He sighs and rubs his head and then looks away from her. “Okay, forget it,” he says. “Forget I said anything about sex. I don’t want it anymore. But I would just like to remind you that when I came to see you in Connecticut,
you
were the one who wanted sex all the time,
you
were the one who went batshit crazy when I didn’t think it was the right thing to do. What happened to that woman, huh?”

“She had a baby.”

“Yeah, she had a baby. And maybe she had something else, too.” He gets up off the bed, walking with a heaviness she hasn’t noticed in him before. He goes over to the desk in the corner, the bill-paying desk, which is covered with papers and letters and things for the museum. It takes him a moment of rifling through the papers, and then he picks up an envelope and brings it over to her. “A love letter for you from the cell phone company,” he says.
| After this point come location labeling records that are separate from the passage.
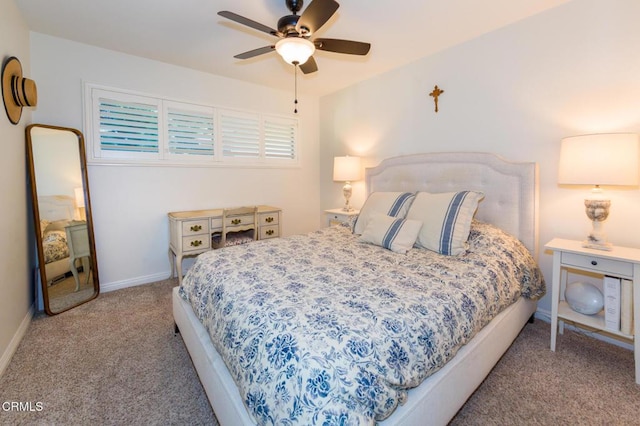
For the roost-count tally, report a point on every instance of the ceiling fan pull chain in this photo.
(295, 87)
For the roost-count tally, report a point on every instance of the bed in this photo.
(414, 396)
(56, 211)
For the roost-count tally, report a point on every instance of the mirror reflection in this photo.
(62, 211)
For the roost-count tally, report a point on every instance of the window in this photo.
(128, 128)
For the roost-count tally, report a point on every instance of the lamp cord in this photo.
(295, 86)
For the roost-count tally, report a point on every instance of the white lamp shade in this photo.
(295, 49)
(600, 159)
(346, 169)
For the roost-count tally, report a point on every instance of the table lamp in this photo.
(599, 159)
(346, 169)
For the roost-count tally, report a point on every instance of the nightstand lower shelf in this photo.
(595, 322)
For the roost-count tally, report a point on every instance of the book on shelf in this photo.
(611, 303)
(626, 306)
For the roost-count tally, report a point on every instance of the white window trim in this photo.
(96, 157)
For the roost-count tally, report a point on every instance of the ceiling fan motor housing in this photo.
(287, 25)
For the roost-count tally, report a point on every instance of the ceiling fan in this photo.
(295, 31)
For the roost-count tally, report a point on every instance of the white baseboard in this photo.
(545, 315)
(146, 279)
(15, 341)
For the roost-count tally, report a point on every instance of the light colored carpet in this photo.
(116, 361)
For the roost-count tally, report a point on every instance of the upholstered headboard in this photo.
(510, 188)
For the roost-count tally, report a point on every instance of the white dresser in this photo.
(190, 231)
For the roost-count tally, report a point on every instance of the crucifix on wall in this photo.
(436, 92)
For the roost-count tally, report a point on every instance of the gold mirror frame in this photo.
(59, 186)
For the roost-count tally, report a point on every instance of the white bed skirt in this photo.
(434, 402)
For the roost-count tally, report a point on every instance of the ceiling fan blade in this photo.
(342, 46)
(316, 15)
(248, 22)
(255, 52)
(309, 66)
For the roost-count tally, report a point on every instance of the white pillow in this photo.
(446, 220)
(395, 234)
(395, 204)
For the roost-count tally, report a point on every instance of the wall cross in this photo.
(436, 92)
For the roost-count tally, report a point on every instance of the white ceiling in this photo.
(191, 34)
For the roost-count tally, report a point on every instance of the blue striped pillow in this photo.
(395, 234)
(446, 220)
(394, 204)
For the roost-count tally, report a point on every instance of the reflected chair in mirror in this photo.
(239, 226)
(78, 242)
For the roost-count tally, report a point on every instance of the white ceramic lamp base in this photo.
(597, 211)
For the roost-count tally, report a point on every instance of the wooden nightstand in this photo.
(621, 262)
(338, 216)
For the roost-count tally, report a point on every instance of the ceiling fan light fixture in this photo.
(295, 49)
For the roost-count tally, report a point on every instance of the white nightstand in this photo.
(622, 262)
(338, 216)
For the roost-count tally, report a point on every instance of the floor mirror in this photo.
(62, 215)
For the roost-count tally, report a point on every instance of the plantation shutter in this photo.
(240, 135)
(280, 138)
(190, 132)
(128, 127)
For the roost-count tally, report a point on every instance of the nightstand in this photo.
(621, 262)
(338, 216)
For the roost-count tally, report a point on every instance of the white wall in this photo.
(17, 256)
(130, 204)
(516, 92)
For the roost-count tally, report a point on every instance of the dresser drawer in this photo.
(239, 220)
(272, 218)
(196, 242)
(271, 231)
(594, 263)
(194, 227)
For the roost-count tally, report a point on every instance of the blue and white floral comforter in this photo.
(322, 329)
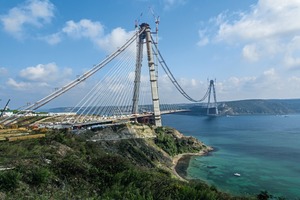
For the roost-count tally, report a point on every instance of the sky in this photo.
(250, 47)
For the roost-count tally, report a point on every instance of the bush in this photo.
(9, 180)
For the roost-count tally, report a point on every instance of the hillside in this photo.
(65, 165)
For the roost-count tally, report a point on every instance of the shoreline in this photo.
(181, 162)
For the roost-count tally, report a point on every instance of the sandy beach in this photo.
(181, 163)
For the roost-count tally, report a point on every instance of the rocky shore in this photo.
(181, 162)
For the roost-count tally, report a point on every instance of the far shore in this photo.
(181, 163)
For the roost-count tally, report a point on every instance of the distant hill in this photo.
(254, 106)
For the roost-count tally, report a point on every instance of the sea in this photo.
(263, 149)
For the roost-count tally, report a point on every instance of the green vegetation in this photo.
(64, 166)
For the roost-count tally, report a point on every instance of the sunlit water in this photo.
(264, 150)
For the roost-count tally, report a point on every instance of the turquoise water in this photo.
(265, 150)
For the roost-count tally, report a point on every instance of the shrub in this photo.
(9, 180)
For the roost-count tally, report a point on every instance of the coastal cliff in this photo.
(88, 165)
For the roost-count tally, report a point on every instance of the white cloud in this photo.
(168, 4)
(93, 31)
(17, 85)
(204, 40)
(250, 52)
(52, 39)
(40, 78)
(84, 29)
(44, 73)
(114, 40)
(31, 13)
(3, 71)
(267, 31)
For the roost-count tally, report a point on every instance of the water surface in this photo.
(265, 150)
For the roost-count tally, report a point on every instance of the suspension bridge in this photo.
(126, 91)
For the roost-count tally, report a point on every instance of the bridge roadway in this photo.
(143, 118)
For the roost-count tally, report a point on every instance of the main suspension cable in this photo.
(172, 78)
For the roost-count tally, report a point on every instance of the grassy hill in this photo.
(64, 165)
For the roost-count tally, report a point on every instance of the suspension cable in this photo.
(172, 78)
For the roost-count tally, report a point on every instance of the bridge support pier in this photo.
(137, 79)
(153, 80)
(212, 109)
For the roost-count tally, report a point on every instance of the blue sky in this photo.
(252, 48)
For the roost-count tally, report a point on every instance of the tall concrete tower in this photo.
(212, 108)
(153, 80)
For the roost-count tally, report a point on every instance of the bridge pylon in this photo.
(146, 35)
(212, 107)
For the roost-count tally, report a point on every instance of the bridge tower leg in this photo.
(137, 79)
(153, 80)
(212, 108)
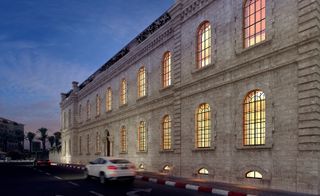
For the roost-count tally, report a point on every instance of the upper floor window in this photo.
(166, 70)
(98, 105)
(254, 118)
(88, 109)
(123, 139)
(142, 82)
(166, 133)
(254, 22)
(109, 99)
(204, 45)
(123, 92)
(142, 137)
(203, 126)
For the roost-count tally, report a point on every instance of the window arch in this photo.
(142, 82)
(254, 22)
(203, 126)
(254, 174)
(203, 171)
(98, 105)
(166, 69)
(123, 92)
(142, 137)
(166, 133)
(109, 99)
(123, 139)
(254, 118)
(204, 45)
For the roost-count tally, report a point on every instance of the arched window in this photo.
(254, 118)
(254, 174)
(88, 109)
(166, 132)
(203, 171)
(123, 139)
(203, 126)
(98, 105)
(142, 137)
(142, 82)
(109, 99)
(204, 45)
(123, 92)
(166, 70)
(254, 22)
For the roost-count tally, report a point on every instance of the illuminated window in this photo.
(109, 99)
(203, 171)
(80, 145)
(80, 111)
(88, 144)
(254, 117)
(142, 82)
(254, 174)
(166, 168)
(166, 132)
(203, 126)
(166, 70)
(204, 45)
(142, 137)
(254, 22)
(141, 166)
(88, 109)
(98, 105)
(123, 92)
(123, 139)
(98, 141)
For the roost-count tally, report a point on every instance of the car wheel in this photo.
(86, 175)
(102, 178)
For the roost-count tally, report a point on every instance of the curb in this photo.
(182, 185)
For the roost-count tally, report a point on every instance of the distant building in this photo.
(216, 89)
(11, 135)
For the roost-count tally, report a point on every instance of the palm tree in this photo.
(30, 137)
(51, 140)
(43, 137)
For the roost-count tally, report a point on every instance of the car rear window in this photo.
(119, 161)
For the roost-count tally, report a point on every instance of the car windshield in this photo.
(119, 161)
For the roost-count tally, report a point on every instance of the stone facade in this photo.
(285, 66)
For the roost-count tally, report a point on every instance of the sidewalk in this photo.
(203, 185)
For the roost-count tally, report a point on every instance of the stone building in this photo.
(226, 90)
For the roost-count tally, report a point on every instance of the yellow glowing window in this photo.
(204, 45)
(142, 137)
(123, 92)
(98, 105)
(166, 70)
(166, 132)
(254, 22)
(203, 126)
(254, 174)
(88, 109)
(142, 82)
(109, 99)
(203, 171)
(254, 113)
(123, 139)
(98, 140)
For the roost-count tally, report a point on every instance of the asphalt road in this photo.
(58, 181)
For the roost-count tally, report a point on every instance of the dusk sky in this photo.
(47, 44)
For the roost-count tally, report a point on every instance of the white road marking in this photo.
(95, 193)
(192, 187)
(58, 177)
(74, 184)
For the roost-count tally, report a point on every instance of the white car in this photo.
(109, 168)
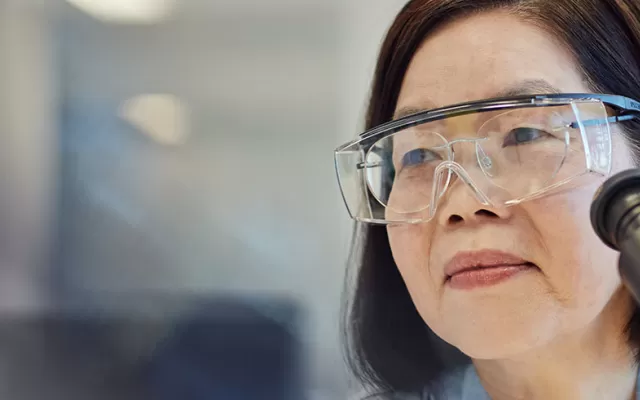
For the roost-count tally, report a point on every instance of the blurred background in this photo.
(171, 227)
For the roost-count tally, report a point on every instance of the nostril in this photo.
(486, 213)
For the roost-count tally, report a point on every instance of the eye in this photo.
(523, 135)
(419, 156)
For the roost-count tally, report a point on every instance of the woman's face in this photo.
(575, 275)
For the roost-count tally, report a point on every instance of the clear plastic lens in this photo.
(504, 156)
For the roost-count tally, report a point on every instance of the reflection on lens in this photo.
(400, 168)
(524, 148)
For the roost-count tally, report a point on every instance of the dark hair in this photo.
(389, 346)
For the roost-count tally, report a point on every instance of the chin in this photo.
(501, 333)
(491, 349)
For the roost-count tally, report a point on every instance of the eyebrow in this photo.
(529, 86)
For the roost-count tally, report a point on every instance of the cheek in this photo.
(410, 246)
(581, 270)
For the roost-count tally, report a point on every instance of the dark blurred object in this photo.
(229, 352)
(221, 349)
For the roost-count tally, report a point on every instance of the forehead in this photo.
(483, 55)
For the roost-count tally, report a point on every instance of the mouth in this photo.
(470, 270)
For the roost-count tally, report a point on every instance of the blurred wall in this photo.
(28, 156)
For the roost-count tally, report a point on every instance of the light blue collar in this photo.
(472, 388)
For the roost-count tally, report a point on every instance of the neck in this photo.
(594, 363)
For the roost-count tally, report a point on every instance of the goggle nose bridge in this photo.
(445, 171)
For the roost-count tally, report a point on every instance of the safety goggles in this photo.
(506, 150)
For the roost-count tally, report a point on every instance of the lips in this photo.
(467, 262)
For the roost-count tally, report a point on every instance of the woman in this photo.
(479, 273)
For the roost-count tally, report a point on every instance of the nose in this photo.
(460, 204)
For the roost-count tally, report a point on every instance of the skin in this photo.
(556, 332)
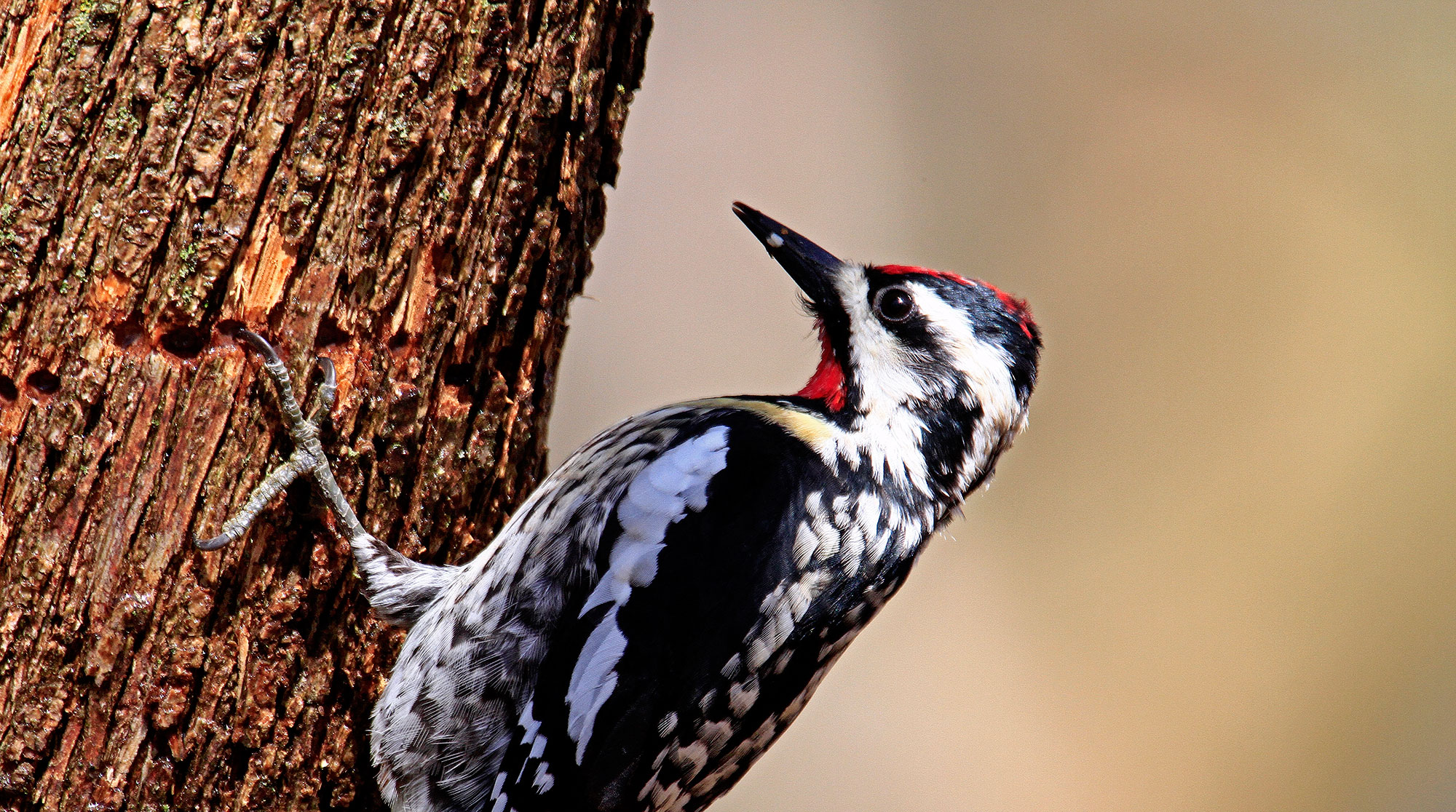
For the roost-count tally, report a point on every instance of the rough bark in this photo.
(407, 187)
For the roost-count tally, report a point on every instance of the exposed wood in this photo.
(407, 187)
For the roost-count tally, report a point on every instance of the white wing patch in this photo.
(659, 495)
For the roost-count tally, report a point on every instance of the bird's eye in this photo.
(895, 305)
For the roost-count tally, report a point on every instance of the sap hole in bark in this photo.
(330, 334)
(184, 343)
(129, 333)
(229, 328)
(44, 382)
(459, 375)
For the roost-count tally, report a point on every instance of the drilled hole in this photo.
(458, 375)
(127, 334)
(330, 334)
(184, 343)
(43, 382)
(229, 328)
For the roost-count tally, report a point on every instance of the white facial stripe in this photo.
(887, 436)
(660, 494)
(985, 365)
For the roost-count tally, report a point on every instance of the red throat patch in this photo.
(828, 383)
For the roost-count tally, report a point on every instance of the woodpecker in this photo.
(665, 605)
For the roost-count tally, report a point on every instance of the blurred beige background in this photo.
(1219, 573)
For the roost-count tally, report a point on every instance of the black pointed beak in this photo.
(812, 267)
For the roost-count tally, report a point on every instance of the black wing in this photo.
(659, 695)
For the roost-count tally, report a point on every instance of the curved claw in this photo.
(260, 344)
(215, 544)
(328, 391)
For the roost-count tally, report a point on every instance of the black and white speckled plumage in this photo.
(665, 605)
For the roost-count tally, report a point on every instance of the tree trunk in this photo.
(407, 187)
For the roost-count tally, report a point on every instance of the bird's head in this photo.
(912, 350)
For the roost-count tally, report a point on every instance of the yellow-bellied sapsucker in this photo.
(665, 605)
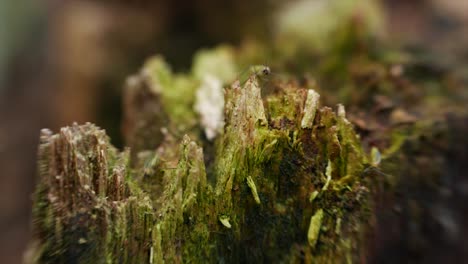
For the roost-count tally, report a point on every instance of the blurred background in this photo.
(66, 61)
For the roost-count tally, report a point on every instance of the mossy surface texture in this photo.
(227, 168)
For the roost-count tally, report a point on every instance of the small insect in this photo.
(261, 72)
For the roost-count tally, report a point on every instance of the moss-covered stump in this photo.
(284, 181)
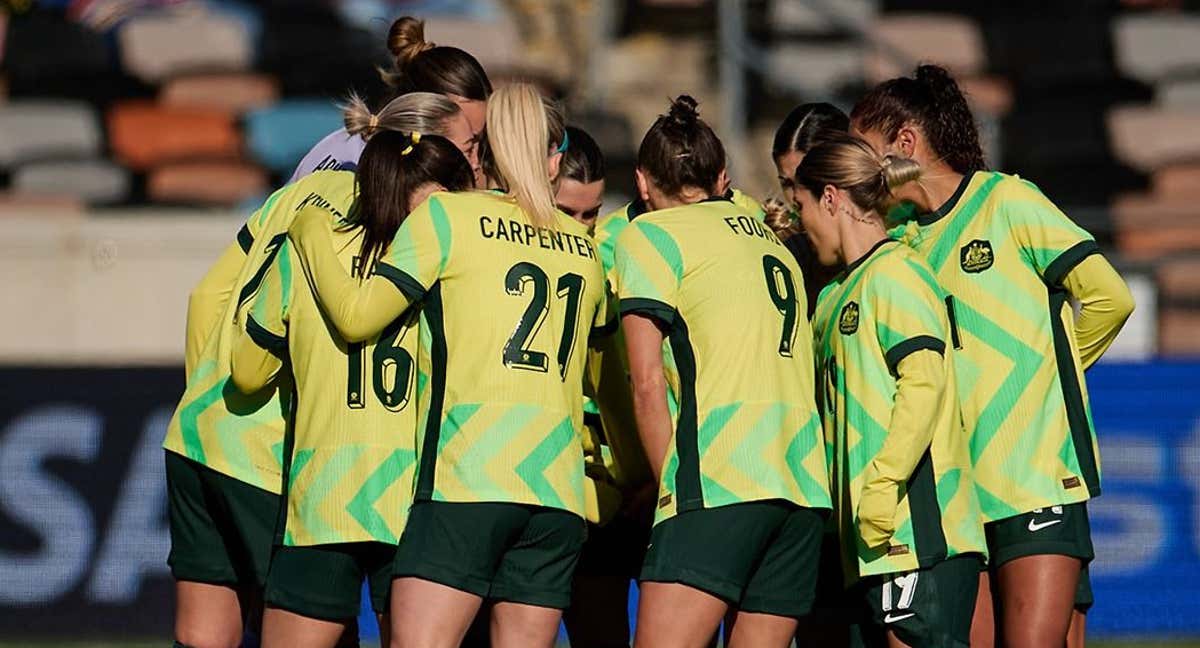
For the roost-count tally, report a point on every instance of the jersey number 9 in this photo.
(781, 289)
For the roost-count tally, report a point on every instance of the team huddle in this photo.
(856, 417)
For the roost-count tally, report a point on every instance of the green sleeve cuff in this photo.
(405, 282)
(600, 333)
(1067, 261)
(649, 307)
(911, 346)
(267, 340)
(245, 239)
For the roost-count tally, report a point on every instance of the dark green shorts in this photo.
(928, 607)
(325, 581)
(617, 547)
(757, 556)
(1061, 531)
(1084, 597)
(508, 552)
(222, 531)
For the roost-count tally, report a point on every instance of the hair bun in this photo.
(684, 111)
(406, 40)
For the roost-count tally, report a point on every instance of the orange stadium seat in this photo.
(1177, 181)
(229, 93)
(94, 181)
(165, 43)
(207, 183)
(36, 130)
(144, 135)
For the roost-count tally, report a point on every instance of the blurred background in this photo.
(137, 136)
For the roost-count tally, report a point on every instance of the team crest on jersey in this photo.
(849, 321)
(976, 256)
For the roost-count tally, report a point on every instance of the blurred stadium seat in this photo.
(280, 135)
(39, 130)
(143, 135)
(233, 93)
(93, 181)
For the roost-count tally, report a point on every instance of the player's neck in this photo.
(936, 187)
(859, 238)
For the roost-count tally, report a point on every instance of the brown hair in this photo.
(681, 150)
(855, 167)
(779, 219)
(522, 130)
(423, 112)
(933, 101)
(393, 166)
(421, 66)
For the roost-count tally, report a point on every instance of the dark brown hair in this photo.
(421, 66)
(807, 126)
(934, 102)
(393, 166)
(681, 150)
(851, 165)
(582, 160)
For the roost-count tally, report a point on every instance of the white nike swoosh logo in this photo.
(1036, 527)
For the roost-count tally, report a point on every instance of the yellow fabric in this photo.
(251, 365)
(354, 436)
(731, 299)
(1105, 304)
(359, 310)
(507, 310)
(208, 301)
(215, 424)
(921, 383)
(900, 466)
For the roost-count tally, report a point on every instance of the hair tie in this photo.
(414, 139)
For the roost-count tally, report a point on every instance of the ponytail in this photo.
(855, 167)
(522, 130)
(933, 101)
(420, 112)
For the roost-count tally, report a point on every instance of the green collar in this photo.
(931, 217)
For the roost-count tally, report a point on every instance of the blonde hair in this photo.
(779, 219)
(419, 112)
(522, 129)
(851, 165)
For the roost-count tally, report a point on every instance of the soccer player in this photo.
(353, 449)
(225, 449)
(510, 289)
(427, 113)
(912, 539)
(804, 127)
(419, 66)
(743, 492)
(1013, 263)
(580, 192)
(619, 487)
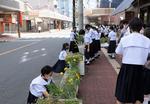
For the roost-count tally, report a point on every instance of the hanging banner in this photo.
(20, 18)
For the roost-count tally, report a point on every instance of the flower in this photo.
(61, 73)
(65, 68)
Time starts to unspool so slowly.

“Open it,” he says.

“I don’t want to read it,” she says. Something has gone cold in the pit of her stomach.

For a moment he just stands there and looks at her. And then he says, “You don’t love me, do you? We can pretend some more, but it’s really over, isn’t it?”

“What do you mean, it’s over? We’re just starting with a new baby, it’s always like this, it’s a tough transition. I do love you, it’s just—”

“No,” he says. “It’s not. I could have waited that out. But you’re so unhappy, you’re so distracted. You love him. You don’t love me anymore.”

“I do love you,” she says dully, mechanically.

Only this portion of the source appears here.